Hanoi—Forget that Hidilyn Diaz is an Olympic champion. Forget that she sets records only to break them.
Because when the 2024 Paris Olympics is concerned, past champions don’t get an automatic seat in the competition. It’s not like the Masters, where past winners are invited to join the tournament for life.
In the Olympics, past medals or titles or status don’t matter. Everyone starts from scratch and must go through various stages to qualify.
From London to Saigon, or Thailand to New Zealand, every weightlifter in the world dreaming of Olympic dreams is equal.
For Hidilyn, her Olympic breakthrough in Tokyo as the Philippines’ first and only gold medalist is over and done with. That chapter is closed.
The Southeast Asian Games in Hanoi is the beginning of a new Olympic journey, which Hidilyn marked with a 55-kg weightlifting gold at the Hanoi Sports Training and Competition Center on Friday, saying the appearance in the regional sports competition was essential in her bid to make it to the Paris Olympiad.
Diaz totaled 206 kgs in the finals, three ahead of eventual runner-up Sunikun Tanasan, the 2016 Rio Olympics gold medalist, to capture Philippine weightlifting’s first gold in these games.
“My journey towards Paris (Olympics) starts here, so this SEA Games gold is very important for me,” said the 31-year-old Diaz. “Napaka-meaningful nito (SEAG). After winning the gold medal, bumalik pa din ako, nakapag-deliver ng gold medal for the Philippines. Masaya ako na nandito ako ulet ako sa SEA Games, na i-represent ang Pilipinas.”
With a predominantly Filipino crowd that included POC president Abraham Tolentino and Chef de Mission Ramon Fernandez cheering her on, Diaz set a new SEAG mark of 92 kgs in the snatch, but the record was short-lived as Tanasan raised the metal plates by a kilogram to literally snatch the new record and led the competition at the break.
But there was no concern at all from her camp.
“The clean and jerk is where she really stands out,” said sports psychologist Dr. Karen Trinidad, who is part of Diaz’s world-class support staff known as Team HD.
True enough, Diaz was at her best in the clean and jerk, where she pounced on the field with an initial 114-kg lift that proved too high a mountain to climb for the Thai, who managed only a best lift of 110.

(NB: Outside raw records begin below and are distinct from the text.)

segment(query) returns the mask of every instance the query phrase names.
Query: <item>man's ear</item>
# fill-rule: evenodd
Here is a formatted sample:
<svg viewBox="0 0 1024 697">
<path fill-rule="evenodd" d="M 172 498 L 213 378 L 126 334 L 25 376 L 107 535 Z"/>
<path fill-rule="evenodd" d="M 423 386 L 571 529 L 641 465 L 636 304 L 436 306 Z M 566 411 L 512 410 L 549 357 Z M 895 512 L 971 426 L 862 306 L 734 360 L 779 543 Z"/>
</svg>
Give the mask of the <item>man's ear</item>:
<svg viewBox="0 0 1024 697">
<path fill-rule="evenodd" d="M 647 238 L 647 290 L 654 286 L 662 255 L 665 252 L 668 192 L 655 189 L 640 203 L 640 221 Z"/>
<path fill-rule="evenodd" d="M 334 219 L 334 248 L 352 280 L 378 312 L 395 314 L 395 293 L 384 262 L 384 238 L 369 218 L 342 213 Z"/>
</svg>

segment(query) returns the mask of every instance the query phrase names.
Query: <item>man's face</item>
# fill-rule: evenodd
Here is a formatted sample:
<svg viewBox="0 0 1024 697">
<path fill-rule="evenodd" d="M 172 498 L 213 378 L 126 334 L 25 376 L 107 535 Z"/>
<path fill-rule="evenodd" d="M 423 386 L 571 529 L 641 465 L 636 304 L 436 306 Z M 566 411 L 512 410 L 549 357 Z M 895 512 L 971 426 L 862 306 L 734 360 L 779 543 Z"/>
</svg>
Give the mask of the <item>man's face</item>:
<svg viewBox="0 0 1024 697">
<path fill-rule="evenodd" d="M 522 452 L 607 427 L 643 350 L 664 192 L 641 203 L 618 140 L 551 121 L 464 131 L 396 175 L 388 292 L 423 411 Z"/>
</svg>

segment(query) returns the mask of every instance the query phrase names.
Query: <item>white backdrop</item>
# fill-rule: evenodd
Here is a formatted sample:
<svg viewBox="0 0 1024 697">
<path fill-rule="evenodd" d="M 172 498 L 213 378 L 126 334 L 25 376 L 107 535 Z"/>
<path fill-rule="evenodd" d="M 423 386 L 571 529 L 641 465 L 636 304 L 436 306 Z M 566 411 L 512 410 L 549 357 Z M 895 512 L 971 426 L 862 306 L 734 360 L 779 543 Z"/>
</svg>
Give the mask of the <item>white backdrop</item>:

“We studied our opponent, we know she’s (Thai) strong in the snatch, but not so much in the clean and jerk. But of course, we cannot downplay the competition. I always do my best,” said Diaz, who plans to take part in the World Championships and the Asian Games—two competitions she hopes will make her worthy enough for the Paris games.
By then, we will all be reminded, who Hidilyn Diaz truly is. Oh, we will never forget.